The one notable weak spot was retail, which suffered a blow during the month as announced store closings finally kicked in. The retail sector has struggled to gain the right balance between its in store and online operations, as shoppers want the convenience of both.

Average hourly earnings were a bit of a disappointment, rising only 5 cents per hour in June, and holding at a 2.7% pace from a year ago. This continues to be a concern for the Federal Reserve, which has been struggling to formulate policy in an economy where inflation is picking up but wage growth is not. The fear within the Fed is that years of low inflation have taken a toll on both employer and employee expectations, and at least temporarily broken the relationship between inflation and wage growth. The tariffs compound this problem by cutting into margins in key sectors, making it harder for manufacturers to raise pay. Companies would rather pay existing workers to work more hours than hike the pay of new workers, which they now must train and retain.

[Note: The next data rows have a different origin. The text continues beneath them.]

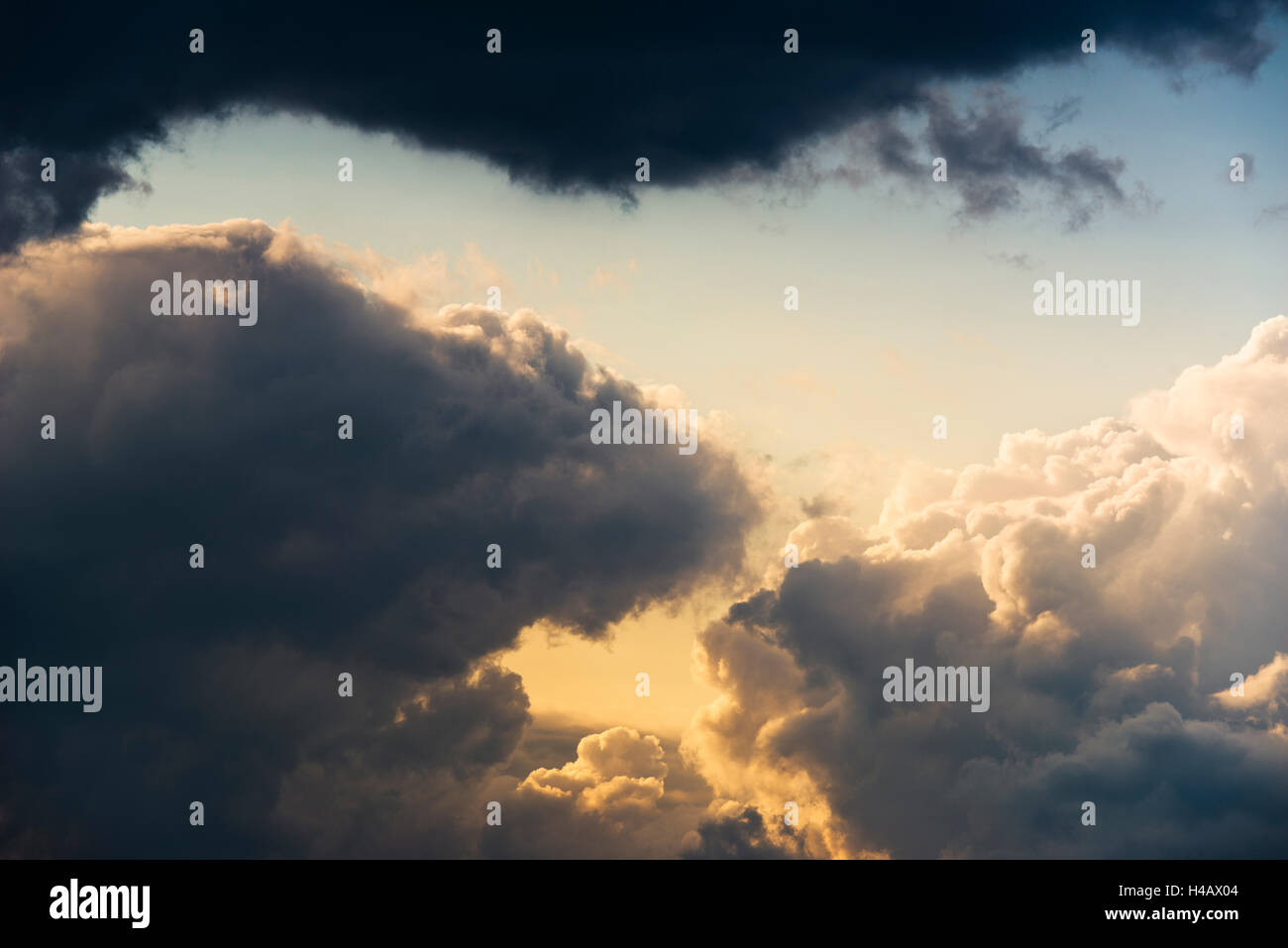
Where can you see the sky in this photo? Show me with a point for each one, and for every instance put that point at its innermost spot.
(768, 170)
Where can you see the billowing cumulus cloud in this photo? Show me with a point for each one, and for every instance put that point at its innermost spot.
(1109, 685)
(572, 101)
(321, 556)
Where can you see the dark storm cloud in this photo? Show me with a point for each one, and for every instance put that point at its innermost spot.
(575, 97)
(992, 165)
(737, 835)
(322, 556)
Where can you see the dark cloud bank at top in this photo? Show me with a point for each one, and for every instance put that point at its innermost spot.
(576, 95)
(322, 556)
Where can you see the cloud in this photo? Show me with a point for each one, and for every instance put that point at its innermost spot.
(708, 99)
(737, 832)
(321, 556)
(1109, 685)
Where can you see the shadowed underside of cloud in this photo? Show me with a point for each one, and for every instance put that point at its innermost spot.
(1109, 685)
(574, 99)
(321, 556)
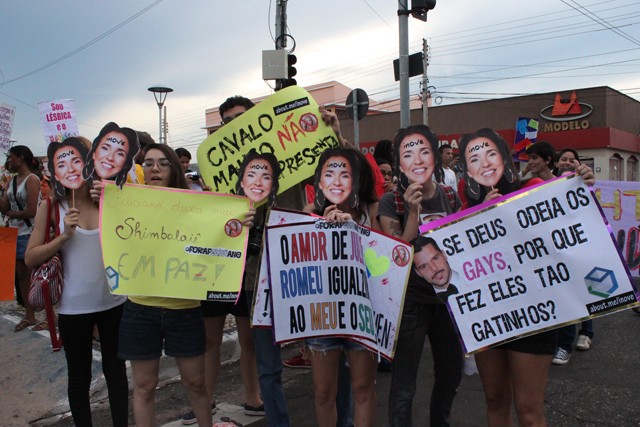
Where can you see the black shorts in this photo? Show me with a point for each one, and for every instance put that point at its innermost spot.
(542, 343)
(217, 308)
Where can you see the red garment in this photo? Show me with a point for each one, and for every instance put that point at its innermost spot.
(378, 178)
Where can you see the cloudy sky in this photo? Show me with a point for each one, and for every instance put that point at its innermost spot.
(105, 55)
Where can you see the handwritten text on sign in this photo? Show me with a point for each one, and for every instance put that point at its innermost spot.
(173, 243)
(533, 262)
(336, 280)
(286, 124)
(58, 120)
(620, 201)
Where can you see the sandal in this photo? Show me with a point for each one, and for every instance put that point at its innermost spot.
(40, 326)
(23, 324)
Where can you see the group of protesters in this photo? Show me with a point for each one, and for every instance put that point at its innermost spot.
(415, 181)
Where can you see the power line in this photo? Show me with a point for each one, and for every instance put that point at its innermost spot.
(84, 46)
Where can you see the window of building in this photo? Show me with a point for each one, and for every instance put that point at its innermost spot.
(615, 167)
(632, 168)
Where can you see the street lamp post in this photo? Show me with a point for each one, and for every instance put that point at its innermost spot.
(160, 94)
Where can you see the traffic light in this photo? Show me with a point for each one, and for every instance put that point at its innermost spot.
(419, 8)
(291, 71)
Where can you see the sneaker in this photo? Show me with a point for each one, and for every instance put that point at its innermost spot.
(190, 418)
(254, 411)
(583, 343)
(297, 362)
(562, 357)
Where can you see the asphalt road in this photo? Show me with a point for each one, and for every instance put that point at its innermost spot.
(598, 387)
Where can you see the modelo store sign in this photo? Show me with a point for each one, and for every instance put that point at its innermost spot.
(566, 114)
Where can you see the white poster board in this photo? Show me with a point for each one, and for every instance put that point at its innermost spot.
(537, 260)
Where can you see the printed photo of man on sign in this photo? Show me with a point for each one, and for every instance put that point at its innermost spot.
(542, 259)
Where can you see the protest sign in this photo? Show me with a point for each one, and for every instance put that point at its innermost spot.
(286, 124)
(539, 259)
(620, 203)
(526, 134)
(342, 280)
(7, 113)
(8, 241)
(261, 307)
(173, 243)
(58, 120)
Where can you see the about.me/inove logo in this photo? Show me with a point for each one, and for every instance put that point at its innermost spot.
(601, 282)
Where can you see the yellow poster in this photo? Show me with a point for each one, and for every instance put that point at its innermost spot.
(287, 125)
(173, 243)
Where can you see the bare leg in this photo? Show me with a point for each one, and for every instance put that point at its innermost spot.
(23, 273)
(324, 370)
(192, 375)
(214, 327)
(493, 366)
(145, 380)
(529, 374)
(363, 366)
(248, 366)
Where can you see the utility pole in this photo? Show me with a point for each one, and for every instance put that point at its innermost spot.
(281, 30)
(425, 83)
(403, 65)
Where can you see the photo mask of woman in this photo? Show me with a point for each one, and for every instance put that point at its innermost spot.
(416, 155)
(258, 177)
(336, 179)
(112, 154)
(66, 162)
(487, 164)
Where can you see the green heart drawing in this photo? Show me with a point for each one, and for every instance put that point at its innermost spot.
(377, 265)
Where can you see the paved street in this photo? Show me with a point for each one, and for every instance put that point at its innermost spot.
(597, 388)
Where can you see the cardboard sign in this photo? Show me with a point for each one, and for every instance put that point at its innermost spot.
(8, 242)
(286, 124)
(7, 113)
(526, 134)
(174, 243)
(58, 120)
(539, 259)
(620, 202)
(337, 280)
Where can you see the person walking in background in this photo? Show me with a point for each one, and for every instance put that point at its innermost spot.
(515, 372)
(19, 204)
(542, 164)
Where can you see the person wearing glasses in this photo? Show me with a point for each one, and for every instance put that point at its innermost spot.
(151, 323)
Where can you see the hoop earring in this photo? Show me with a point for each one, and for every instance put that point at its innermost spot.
(473, 187)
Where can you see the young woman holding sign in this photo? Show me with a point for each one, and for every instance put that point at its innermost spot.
(344, 191)
(151, 323)
(86, 301)
(258, 181)
(516, 371)
(419, 165)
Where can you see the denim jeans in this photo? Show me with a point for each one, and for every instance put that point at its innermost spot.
(269, 364)
(567, 334)
(418, 322)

Separately, the unemployment rate rose to 4% in June, after hitting an 18 year low in May. The participation rate moved up by 0.2% - almost all of that increase was due to women and teens reentering the labor force. The participation rate among men actually fell a tick during the month. Unemployed women tend to have higher educational attainment than their male counterparts, which makes them easier to employ. Teens have been largely ignored since the onset of the crisis, as they were forced to compete with much older and experienced employees. That is now shifting a bit. For teens seeking work this is probably the best summer since the onset of the crisis. It is notable, however, that the participation of teens in the labor force peaked in 1979.

Bottom Line
Employment continues to improve. The critical issue is trade and whether we can avert an all-out trade war. There is still hope, but deadlines are fast approaching. As we have seen, trade wars are like family feuds: tempers flare quickly.